Questions of Fact Precluded Dismissal Based on a Release Where the Release Allegedly Was Procured Through Economic Duress

On April 29, 2026, the Second Department issued a decision in Karp v. Madison Realty Capital, L.P., 2026 NY Slip Op. 02637, holding that questions of fact precluded dismissal based on a release where the release allegedly was procured through economic duress, explaining:

Generally, a valid release constitutes a complete bar to an action on a claim which is the subject of the release. A release may be invalidated, however, for any of the traditional bases for setting aside written agreements, namely, duress, illegality, fraud, or mutual mistake. In addition, a release may be set aside on the ground that it was not fairly and knowingly made. This basis for setting aside a release may be applied in situations falling far short of actual fraud such as when, because the releasor has had little time for investigation or deliberation, or because of the existence of overreaching or unfair circumstances, it was deemed inequitable to allow the release to serve as a bar to the claim of an injured party. Although a defendant has the initial burden of establishing that it has been released from any claims, a signed release shifts the burden going forward to the plaintiff to show that there has been fraud, duress or some other fact which will be sufficient to void the release.

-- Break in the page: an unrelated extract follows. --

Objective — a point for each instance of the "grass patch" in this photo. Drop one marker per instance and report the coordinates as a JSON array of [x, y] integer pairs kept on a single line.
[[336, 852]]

In resolving a motion to dismiss pursuant to CPLR 3211(a)(5), the plaintiff’s allegations are to be treated as true, and all inferences that reasonably flow therefrom are to be resolved in his or her favor.

Here, in support of their motion, the defendants submitted, inter alia, a copy of the forbearance agreement signed by the plaintiff Eli Karp, which contained a waiver and release clause (hereinafter the release). The plaintiffs’ allegations were sufficient, however, to raise a question of fact as to whether the release was obtained under circumstances that indicate unfairness and whether the release was not fairly or knowingly given. Specifically, the plaintiffs alleged that as part of the loan to own scheme, the defendants created economic pressure in order to place the plaintiffs in a position where they had to enter into the forbearance agreement to avoid foreclosure and that the plaintiffs’ attorney participated in this scheme by providing the plaintiffs with only signature pages of the closing documents and failing to discuss or explain the release. Accordingly, the Supreme Court should have denied those branches of the defendants’ motion which were pursuant to CPLR 3211(a)(5) to dismiss the causes of action to recover damages for breach of contract and breach of the covenant of good faith and fair dealing.

(Internal quotations and citations omitted).